WORKSHOP KEYNOTE ADDRESS:

Interdisciplinary information work: Concepts and practices
Palmer, Carole
Keynote address for workshop Where Your World Meets Mine:  Information Used Across Domains (SIG USE)

POSTERS:

Semi-automated Collection Evaluation for Large-scale Aggregations
Katrina Fenlon, Peter Organisciak, Jacob Jett and Miles Efron
Library and museum digital collections are increasingly aggregated at various levels. Large-scale aggregations, often characterized by heterogeneous or messy metadata, pose unique and growing challenges to aggregation administrators  not only in facilitating end-user discovery and access, but in performing basic administrative and curatorial tasks in a scalable way, such as finding messy data and determining the overall topical landscape of the aggregation. This poster describes early findings on using statistical text analysis techniques to improve the scalability of an aggregation development workflow for a large-scale aggregation. These techniques hold great promise for automating historically labor-intensive evaluative aspects of aggregation development and form the basis for the development of an aggregators dashboard.
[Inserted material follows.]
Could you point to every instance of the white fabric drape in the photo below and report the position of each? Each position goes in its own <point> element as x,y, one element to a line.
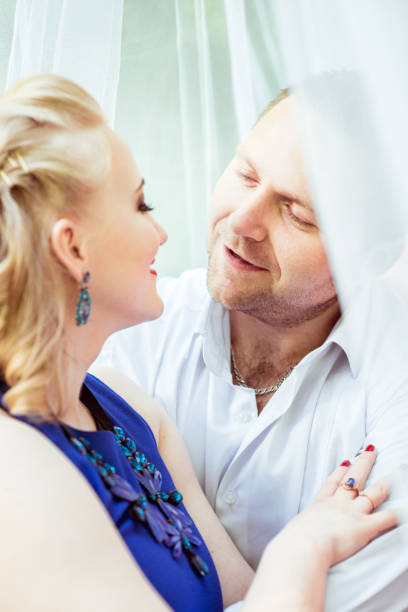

The aggregators dashboard is planned as a statistical text-analysis-driven tool for supporting large-scale aggregation development and maintenance, through multifaceted, automatic visualization of an aggregations metadata quality and topical coverage.  The administrators dashboard will support principled yet scalable aggregation development.

Shaken and Stirred: ASIS&T 2011 Attendee Reactions to Shaking It Up: Embracing New Methods for Publishing, Finding, Discussing and Measuring Our Research Output
Alex Garnett, University of Victoria; Kim Holmberg, Abo Akademi University; Christina Pikas, University of Maryland; Heather Piwowar, National Evolutionary Synthesis Center; Jason Priem, University of North Carolina; and Nicholas Weber, University of Illinois
What does the Information Science community think about new, open methods for publishing, finding, discussing, and measuring our research output?  This poster will summarize audience member participation and reaction to an ASIS&T 2011 panel discussing these issues. Reaction data will consist of several Likert-scale and open-ended responses.  The data will be collected only a day or two before the poster is displayed: classification and visualization will be done openly to accomplish a rapid summary of the data.  The tight timeline and attendees-as-data-source will heighten the relevance of these exploratory results.  Likert-scale response distributions will be displayed in dot-plots to facilitate additional Write-On-The-Poster contributions from poster-viewers, further increasing engagement. Through this process we hope to raise awareness of these new open methods, discuss their strengths and weaknesses for the Information Science community, experiment with new methods for face-to-face group scholarly communication, and build community.